In T 912/05 stellte die Kammer fest, dass nach den Grundsätzen, die in der Entscheidung T 641/00 (ABl. 2003, 352) aufgestellt und in T 258/03 (ABl. 2004, 575) bestätigt worden sind, bei einer Erfindung im Sinne des Art. 52 (1) EPÜ für die Beurteilung der erfinderischen Tätigkeit nur die Merkmale zu berücksichtigen sind, die zu ihrem technischen Charakter beitragen, während Merkmale, die keinen solchen Beitrag leisten, das Vorliegen erfinderischer Tätigkeit nicht stützen können. Die Kammer schloss sich dieser Rechtsprechung zwar an, hielt es aber im vorliegenden Fall nicht für notwendig, zwischen hauptsächlich geschäftsbezogenen und somit für die Lösung einer technischen Aufgabe irrelevanten Merkmalen und solchen zu unterscheiden, die als im Wesentlichen technische Merkmale bei der Beurteilung der erfinderischen Tätigkeit berücksichtigt werden sollten. Sie kam zu dem Schluss, dass der erfinderische Charakter eines geschäftsbezogenen Verfahrens auch ohne eine vorherige klare Trennung zwischen geschäftsbezogenen und technischen Merkmalen beurteilt werden könne.
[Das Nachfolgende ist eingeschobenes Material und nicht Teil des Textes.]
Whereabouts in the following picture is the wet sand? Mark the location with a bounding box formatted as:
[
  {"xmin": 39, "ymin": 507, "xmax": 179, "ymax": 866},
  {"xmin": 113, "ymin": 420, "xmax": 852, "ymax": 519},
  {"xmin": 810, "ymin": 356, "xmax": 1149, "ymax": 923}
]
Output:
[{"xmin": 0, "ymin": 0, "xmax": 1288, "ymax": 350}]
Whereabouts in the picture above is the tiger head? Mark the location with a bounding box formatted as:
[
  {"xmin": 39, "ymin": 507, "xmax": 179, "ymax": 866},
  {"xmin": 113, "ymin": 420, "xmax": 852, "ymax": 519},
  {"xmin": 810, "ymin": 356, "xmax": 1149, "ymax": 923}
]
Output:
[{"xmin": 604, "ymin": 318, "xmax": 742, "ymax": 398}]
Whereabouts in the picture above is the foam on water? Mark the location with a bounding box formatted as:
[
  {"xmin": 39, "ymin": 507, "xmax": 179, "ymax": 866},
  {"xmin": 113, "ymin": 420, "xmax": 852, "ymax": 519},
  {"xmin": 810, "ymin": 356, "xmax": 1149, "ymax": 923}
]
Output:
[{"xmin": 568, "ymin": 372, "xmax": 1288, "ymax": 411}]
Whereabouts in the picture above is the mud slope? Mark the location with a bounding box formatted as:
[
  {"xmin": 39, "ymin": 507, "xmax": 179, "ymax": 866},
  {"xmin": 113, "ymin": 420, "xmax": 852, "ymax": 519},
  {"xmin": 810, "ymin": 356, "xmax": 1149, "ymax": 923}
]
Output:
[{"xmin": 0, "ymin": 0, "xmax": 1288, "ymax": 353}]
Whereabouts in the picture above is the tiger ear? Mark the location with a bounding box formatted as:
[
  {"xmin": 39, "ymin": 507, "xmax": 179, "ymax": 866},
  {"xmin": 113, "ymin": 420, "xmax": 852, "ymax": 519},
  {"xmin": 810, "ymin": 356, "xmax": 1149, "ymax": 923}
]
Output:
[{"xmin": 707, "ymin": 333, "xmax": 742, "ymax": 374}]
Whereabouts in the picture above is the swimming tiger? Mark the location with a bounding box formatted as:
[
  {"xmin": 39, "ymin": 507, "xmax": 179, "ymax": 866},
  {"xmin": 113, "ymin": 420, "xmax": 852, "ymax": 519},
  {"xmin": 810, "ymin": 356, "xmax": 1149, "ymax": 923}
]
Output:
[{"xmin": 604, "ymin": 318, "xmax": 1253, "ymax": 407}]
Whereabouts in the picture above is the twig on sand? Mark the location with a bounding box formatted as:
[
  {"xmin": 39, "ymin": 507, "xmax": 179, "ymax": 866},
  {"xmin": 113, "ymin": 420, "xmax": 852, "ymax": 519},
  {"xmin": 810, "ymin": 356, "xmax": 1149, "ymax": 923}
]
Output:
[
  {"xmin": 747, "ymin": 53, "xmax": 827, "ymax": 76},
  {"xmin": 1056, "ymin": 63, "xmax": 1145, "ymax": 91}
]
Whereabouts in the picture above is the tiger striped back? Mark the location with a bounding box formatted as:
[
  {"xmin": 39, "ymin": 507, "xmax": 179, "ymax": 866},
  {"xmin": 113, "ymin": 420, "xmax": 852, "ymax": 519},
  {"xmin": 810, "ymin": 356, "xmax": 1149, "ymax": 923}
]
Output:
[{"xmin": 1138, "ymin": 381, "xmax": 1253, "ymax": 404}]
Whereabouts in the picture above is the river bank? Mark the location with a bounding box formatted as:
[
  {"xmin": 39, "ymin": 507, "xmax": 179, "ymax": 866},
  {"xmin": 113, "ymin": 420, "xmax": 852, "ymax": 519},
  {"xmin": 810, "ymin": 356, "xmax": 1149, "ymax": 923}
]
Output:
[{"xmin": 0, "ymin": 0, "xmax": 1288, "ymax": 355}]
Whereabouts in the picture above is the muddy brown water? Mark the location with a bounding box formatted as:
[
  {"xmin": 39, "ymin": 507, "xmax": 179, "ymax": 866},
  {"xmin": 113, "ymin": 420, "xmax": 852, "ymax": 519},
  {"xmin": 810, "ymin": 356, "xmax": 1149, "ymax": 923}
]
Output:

In T 756/06 wies die Kammer auf einen weiteren Ansatz hin, dem die Beschwerdekammern allgemein folgen (s. auch T 1344/09): Bei dem Ansatz gemäß T 931/95 (ABl. 2001, 441) werden zunächst die Anspruchsmerkmale auf ihren technischen Charakter hin überprüft, und anschließend wird die erfinderische Tätigkeit nur im Hinblick auf die entsprechenden (technischen) Merkmale beurteilt. Dieser Ansatz wird typischerweise bei Erfindungen gewählt, bei denen es sich im Wesentlichen um Geschäftsverfahren handelt, die auf mehr oder weniger bekannter Computerhardware ausgeführt werden.